Posted 16 September 2008 - 01:00 PM
Well, I've been on the road, and thought I'd try an audiobook to make the time go quicker...
"The Last Fighting Tommy: The Life of Harry Patch, the Only Surviving Veteran of the Trenches" by Harry Patch and Richard Van Emden
Read by Alan Howard
In all, a very enjoyable listen; no doubt helped by the very able Alan Howard. Dare I say, if Harry Patch set his mind to it, he could be the "James Herriot" of plumbing! I enjoyed the post-war plumbing strories as much as his experiences in the trenches and as a fire-fighter on the home-front in WWII. Read this as much for the social history, as for the war. It's an understated book, and I like to believe, Harry's testament to three brothers-in-arms.
If there is one paragraph that stood out, to be remembered, it is this...
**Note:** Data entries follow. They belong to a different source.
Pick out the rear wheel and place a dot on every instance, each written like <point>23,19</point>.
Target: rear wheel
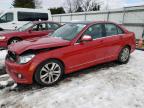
<point>14,40</point>
<point>49,73</point>
<point>124,55</point>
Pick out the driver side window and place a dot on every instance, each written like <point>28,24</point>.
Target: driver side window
<point>95,31</point>
<point>39,27</point>
<point>8,17</point>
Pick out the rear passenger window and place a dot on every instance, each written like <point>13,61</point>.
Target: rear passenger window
<point>39,27</point>
<point>53,26</point>
<point>112,29</point>
<point>95,31</point>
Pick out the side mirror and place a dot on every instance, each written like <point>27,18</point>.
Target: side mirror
<point>86,38</point>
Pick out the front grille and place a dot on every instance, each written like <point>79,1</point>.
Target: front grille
<point>11,56</point>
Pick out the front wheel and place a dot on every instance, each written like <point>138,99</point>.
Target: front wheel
<point>124,55</point>
<point>49,73</point>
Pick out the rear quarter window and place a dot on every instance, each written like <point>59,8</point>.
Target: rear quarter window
<point>112,29</point>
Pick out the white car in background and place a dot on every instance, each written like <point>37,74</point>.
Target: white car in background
<point>16,17</point>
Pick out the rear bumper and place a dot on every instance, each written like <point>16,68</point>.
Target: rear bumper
<point>14,70</point>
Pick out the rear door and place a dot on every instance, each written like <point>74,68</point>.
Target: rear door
<point>113,40</point>
<point>88,53</point>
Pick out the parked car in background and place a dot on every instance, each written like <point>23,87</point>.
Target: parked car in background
<point>16,17</point>
<point>29,30</point>
<point>72,47</point>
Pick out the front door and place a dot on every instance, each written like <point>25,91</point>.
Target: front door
<point>85,54</point>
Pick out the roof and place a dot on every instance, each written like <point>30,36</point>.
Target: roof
<point>88,22</point>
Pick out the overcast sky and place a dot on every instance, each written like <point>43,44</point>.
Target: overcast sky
<point>5,4</point>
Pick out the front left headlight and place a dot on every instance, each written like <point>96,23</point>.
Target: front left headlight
<point>2,37</point>
<point>25,58</point>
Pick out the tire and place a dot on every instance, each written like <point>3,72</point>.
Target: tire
<point>49,72</point>
<point>14,40</point>
<point>124,55</point>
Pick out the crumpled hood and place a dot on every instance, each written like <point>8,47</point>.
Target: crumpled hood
<point>37,43</point>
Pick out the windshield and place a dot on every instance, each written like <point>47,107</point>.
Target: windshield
<point>68,31</point>
<point>25,27</point>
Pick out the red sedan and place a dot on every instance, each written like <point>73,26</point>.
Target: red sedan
<point>72,47</point>
<point>29,30</point>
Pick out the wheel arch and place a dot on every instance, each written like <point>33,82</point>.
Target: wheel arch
<point>33,78</point>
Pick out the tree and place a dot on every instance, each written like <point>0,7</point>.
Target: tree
<point>82,5</point>
<point>59,10</point>
<point>24,3</point>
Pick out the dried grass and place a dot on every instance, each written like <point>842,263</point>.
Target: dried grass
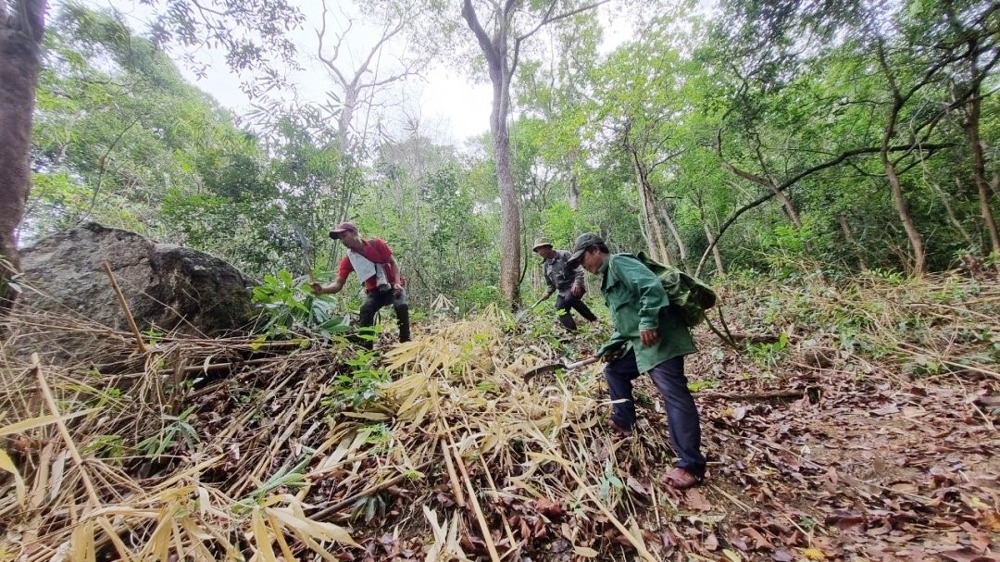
<point>454,458</point>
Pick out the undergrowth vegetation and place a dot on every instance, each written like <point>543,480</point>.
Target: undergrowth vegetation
<point>302,445</point>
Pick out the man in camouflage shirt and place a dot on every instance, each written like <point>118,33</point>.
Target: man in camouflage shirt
<point>565,280</point>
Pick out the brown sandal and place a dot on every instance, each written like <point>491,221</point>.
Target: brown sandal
<point>681,479</point>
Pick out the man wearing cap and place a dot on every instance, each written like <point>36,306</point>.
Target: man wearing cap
<point>648,338</point>
<point>567,281</point>
<point>375,265</point>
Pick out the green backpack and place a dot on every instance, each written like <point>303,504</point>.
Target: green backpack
<point>688,295</point>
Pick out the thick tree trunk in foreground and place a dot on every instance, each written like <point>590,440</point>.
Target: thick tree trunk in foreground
<point>979,171</point>
<point>510,207</point>
<point>20,40</point>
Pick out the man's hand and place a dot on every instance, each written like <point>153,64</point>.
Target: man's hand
<point>649,337</point>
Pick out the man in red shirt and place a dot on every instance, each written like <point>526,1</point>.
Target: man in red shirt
<point>372,260</point>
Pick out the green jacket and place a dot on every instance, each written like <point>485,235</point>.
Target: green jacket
<point>637,301</point>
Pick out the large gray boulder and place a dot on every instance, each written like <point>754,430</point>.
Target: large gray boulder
<point>168,288</point>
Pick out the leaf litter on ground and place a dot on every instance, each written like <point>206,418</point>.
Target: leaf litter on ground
<point>865,432</point>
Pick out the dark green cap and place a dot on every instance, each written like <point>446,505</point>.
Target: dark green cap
<point>541,242</point>
<point>583,243</point>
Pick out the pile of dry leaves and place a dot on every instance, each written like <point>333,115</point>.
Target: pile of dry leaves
<point>860,426</point>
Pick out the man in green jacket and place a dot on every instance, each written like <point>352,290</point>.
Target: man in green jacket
<point>648,338</point>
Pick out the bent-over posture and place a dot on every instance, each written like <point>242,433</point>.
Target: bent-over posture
<point>376,267</point>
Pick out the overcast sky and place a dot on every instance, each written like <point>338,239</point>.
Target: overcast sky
<point>449,108</point>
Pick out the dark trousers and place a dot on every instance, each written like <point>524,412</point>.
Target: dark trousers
<point>682,414</point>
<point>565,303</point>
<point>378,299</point>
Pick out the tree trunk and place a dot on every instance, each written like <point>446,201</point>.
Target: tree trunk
<point>903,210</point>
<point>786,204</point>
<point>979,170</point>
<point>654,233</point>
<point>715,249</point>
<point>681,249</point>
<point>852,242</point>
<point>20,40</point>
<point>574,192</point>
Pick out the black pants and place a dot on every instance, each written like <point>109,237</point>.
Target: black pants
<point>682,414</point>
<point>564,303</point>
<point>378,299</point>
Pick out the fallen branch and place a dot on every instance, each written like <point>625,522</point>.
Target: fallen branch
<point>124,305</point>
<point>766,395</point>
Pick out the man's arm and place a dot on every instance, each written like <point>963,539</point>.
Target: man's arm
<point>551,286</point>
<point>330,289</point>
<point>344,270</point>
<point>650,294</point>
<point>578,282</point>
<point>394,268</point>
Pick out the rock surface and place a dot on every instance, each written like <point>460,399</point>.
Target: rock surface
<point>168,288</point>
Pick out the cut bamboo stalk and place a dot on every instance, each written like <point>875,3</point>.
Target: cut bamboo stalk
<point>348,501</point>
<point>514,545</point>
<point>456,488</point>
<point>124,305</point>
<point>50,401</point>
<point>483,526</point>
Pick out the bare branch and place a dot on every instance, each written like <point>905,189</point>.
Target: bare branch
<point>549,19</point>
<point>489,49</point>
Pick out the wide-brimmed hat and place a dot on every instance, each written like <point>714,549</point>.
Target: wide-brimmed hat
<point>342,228</point>
<point>540,242</point>
<point>583,243</point>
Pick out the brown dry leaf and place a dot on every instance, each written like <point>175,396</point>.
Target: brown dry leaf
<point>696,500</point>
<point>813,554</point>
<point>886,410</point>
<point>759,540</point>
<point>966,555</point>
<point>782,556</point>
<point>549,508</point>
<point>990,521</point>
<point>636,486</point>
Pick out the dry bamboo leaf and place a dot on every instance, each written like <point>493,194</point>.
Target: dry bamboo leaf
<point>316,529</point>
<point>7,465</point>
<point>109,531</point>
<point>82,547</point>
<point>280,538</point>
<point>58,472</point>
<point>261,536</point>
<point>31,423</point>
<point>371,416</point>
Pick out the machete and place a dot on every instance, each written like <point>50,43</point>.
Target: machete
<point>552,367</point>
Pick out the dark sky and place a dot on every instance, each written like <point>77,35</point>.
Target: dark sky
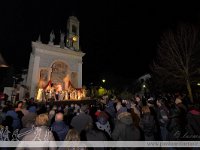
<point>119,37</point>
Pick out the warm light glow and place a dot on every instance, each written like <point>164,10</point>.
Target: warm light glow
<point>2,65</point>
<point>74,38</point>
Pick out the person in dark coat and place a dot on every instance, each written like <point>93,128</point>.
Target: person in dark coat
<point>124,128</point>
<point>80,121</point>
<point>193,124</point>
<point>59,128</point>
<point>147,124</point>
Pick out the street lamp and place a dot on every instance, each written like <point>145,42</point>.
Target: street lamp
<point>103,80</point>
<point>2,62</point>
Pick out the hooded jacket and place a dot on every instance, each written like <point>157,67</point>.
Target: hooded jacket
<point>124,129</point>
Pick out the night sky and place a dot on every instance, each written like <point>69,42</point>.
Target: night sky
<point>119,37</point>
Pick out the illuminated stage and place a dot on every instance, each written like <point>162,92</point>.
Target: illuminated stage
<point>69,102</point>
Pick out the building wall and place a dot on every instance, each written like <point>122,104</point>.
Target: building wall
<point>44,56</point>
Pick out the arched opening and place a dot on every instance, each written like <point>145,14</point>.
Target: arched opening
<point>74,30</point>
<point>59,72</point>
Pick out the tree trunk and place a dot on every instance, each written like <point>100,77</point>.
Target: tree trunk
<point>189,91</point>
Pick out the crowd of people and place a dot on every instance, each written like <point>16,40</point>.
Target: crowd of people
<point>164,118</point>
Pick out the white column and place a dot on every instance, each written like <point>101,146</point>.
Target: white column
<point>34,81</point>
<point>80,75</point>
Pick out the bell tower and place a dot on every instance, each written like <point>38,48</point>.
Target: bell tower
<point>73,33</point>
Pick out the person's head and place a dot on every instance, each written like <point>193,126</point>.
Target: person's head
<point>178,101</point>
<point>137,98</point>
<point>59,117</point>
<point>42,120</point>
<point>20,104</point>
<point>160,102</point>
<point>145,109</point>
<point>84,109</point>
<point>72,135</point>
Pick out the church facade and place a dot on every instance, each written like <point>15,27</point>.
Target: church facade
<point>56,66</point>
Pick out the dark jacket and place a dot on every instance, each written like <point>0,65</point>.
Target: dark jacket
<point>147,124</point>
<point>193,124</point>
<point>60,130</point>
<point>124,129</point>
<point>81,121</point>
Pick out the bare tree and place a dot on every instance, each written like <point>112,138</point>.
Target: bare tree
<point>178,56</point>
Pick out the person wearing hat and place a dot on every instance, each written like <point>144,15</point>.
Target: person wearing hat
<point>103,123</point>
<point>80,121</point>
<point>124,129</point>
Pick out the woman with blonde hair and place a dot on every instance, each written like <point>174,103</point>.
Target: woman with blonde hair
<point>72,136</point>
<point>147,124</point>
<point>39,133</point>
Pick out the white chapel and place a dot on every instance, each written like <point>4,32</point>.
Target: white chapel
<point>58,65</point>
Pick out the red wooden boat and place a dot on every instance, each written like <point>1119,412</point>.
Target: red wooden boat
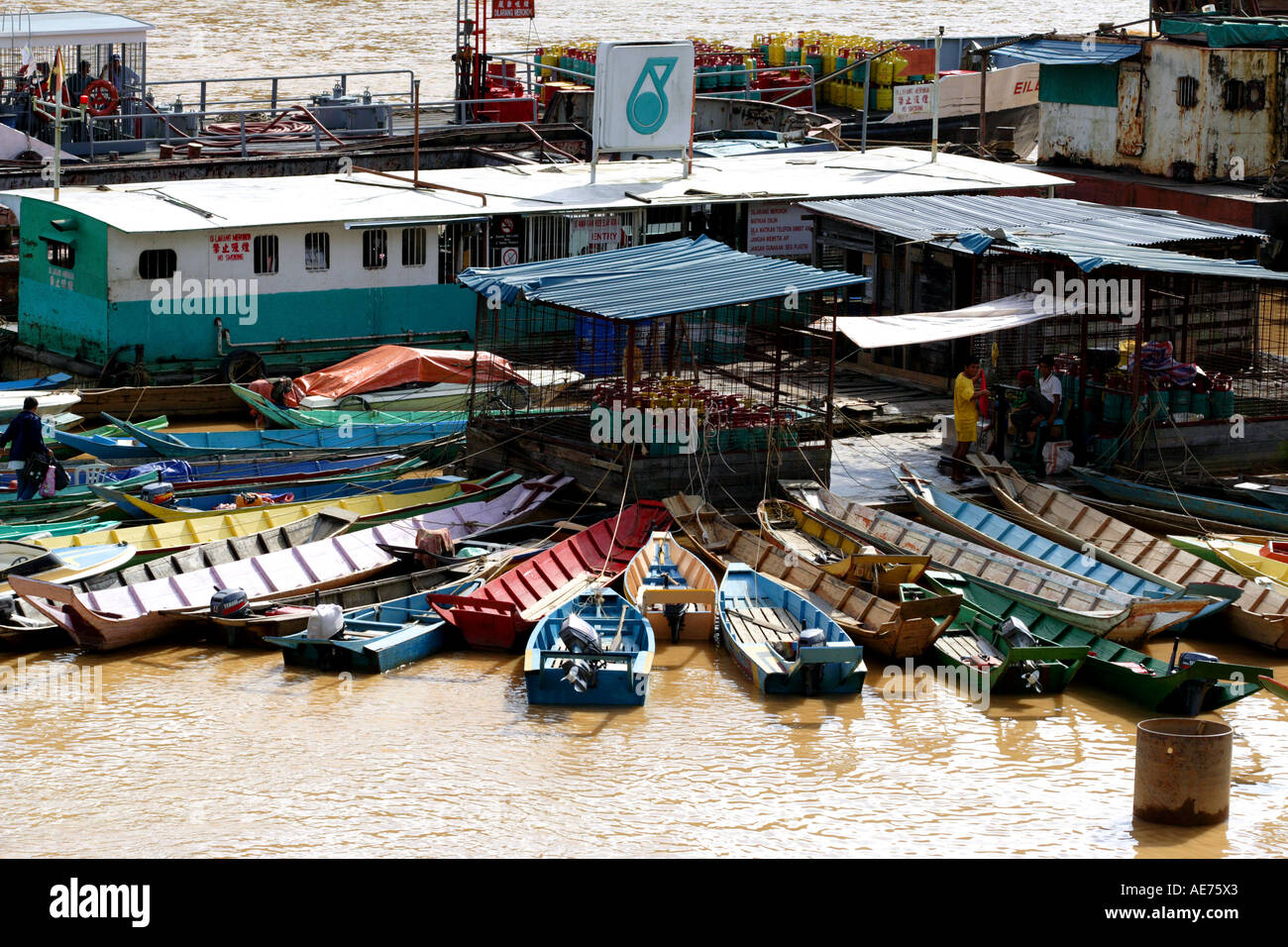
<point>117,617</point>
<point>503,612</point>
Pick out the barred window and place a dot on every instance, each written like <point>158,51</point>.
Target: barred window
<point>375,249</point>
<point>266,254</point>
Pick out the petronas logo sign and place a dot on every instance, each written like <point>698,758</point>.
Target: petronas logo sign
<point>647,107</point>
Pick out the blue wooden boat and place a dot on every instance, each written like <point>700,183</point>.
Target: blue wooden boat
<point>978,525</point>
<point>253,471</point>
<point>782,642</point>
<point>37,384</point>
<point>347,438</point>
<point>305,491</point>
<point>1261,519</point>
<point>377,638</point>
<point>592,651</point>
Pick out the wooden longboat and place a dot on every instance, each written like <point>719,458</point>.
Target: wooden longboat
<point>120,617</point>
<point>887,626</point>
<point>503,612</point>
<point>1260,613</point>
<point>1098,608</point>
<point>987,528</point>
<point>27,628</point>
<point>1185,686</point>
<point>673,589</point>
<point>1004,656</point>
<point>790,527</point>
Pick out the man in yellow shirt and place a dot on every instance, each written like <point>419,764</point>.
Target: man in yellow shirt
<point>965,415</point>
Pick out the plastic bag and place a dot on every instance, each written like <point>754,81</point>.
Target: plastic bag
<point>47,484</point>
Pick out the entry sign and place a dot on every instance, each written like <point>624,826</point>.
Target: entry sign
<point>513,9</point>
<point>506,241</point>
<point>643,95</point>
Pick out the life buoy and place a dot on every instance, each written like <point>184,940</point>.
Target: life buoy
<point>102,98</point>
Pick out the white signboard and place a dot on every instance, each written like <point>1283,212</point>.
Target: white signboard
<point>643,97</point>
<point>912,99</point>
<point>778,230</point>
<point>592,235</point>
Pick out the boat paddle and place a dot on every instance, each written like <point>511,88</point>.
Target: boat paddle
<point>1274,686</point>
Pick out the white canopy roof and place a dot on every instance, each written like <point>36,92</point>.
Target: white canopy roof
<point>78,27</point>
<point>1009,312</point>
<point>219,204</point>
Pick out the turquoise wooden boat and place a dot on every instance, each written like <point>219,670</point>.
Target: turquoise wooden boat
<point>377,638</point>
<point>64,446</point>
<point>330,418</point>
<point>592,651</point>
<point>784,642</point>
<point>347,438</point>
<point>1186,686</point>
<point>995,531</point>
<point>29,531</point>
<point>1000,655</point>
<point>1257,518</point>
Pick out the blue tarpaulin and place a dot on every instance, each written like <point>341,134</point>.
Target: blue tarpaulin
<point>1089,52</point>
<point>640,282</point>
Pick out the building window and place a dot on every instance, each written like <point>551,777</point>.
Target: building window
<point>60,254</point>
<point>158,264</point>
<point>413,247</point>
<point>266,254</point>
<point>375,249</point>
<point>317,252</point>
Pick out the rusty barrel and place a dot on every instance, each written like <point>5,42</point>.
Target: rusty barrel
<point>1183,771</point>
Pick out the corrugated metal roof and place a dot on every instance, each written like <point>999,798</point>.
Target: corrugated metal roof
<point>1089,257</point>
<point>945,217</point>
<point>1091,52</point>
<point>652,279</point>
<point>69,27</point>
<point>218,204</point>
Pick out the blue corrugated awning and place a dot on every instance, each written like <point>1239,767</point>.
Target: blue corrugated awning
<point>1089,257</point>
<point>1090,52</point>
<point>640,282</point>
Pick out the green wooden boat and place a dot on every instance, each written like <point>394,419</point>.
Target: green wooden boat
<point>331,418</point>
<point>1186,688</point>
<point>62,451</point>
<point>996,652</point>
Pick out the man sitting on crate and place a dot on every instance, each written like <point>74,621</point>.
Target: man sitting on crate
<point>27,449</point>
<point>1033,410</point>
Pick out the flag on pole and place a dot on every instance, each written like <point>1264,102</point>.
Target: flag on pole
<point>55,77</point>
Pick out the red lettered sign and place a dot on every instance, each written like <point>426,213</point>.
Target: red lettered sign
<point>513,9</point>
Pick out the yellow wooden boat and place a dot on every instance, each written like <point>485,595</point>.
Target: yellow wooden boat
<point>161,539</point>
<point>370,508</point>
<point>795,530</point>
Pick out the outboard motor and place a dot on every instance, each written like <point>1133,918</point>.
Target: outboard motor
<point>673,611</point>
<point>160,493</point>
<point>230,603</point>
<point>580,638</point>
<point>811,638</point>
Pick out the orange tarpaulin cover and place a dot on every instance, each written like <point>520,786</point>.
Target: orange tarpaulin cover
<point>390,367</point>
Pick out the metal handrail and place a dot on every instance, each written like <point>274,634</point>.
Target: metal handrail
<point>274,84</point>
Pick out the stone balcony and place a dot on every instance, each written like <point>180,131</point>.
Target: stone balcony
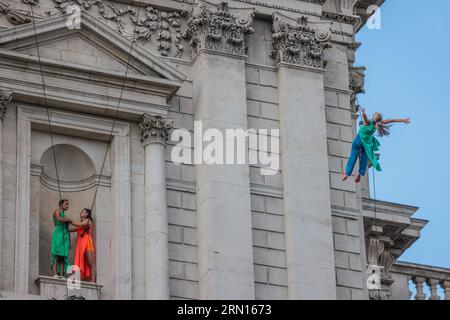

"...some nights I dream - of that first battle. I can't forget it. I fell in a trench. There was a fella there. He must have been about our age. He was ripped shoulder to waist with shrapnel. I held his hand for the last sixty seconds of his life. He only said one word: 'Mother'. I didn't see her, but she was there. No doubt about it. He passed from this life into the next, and it felt as if I was in God's presence. I've never got over it. You never forget it. Never."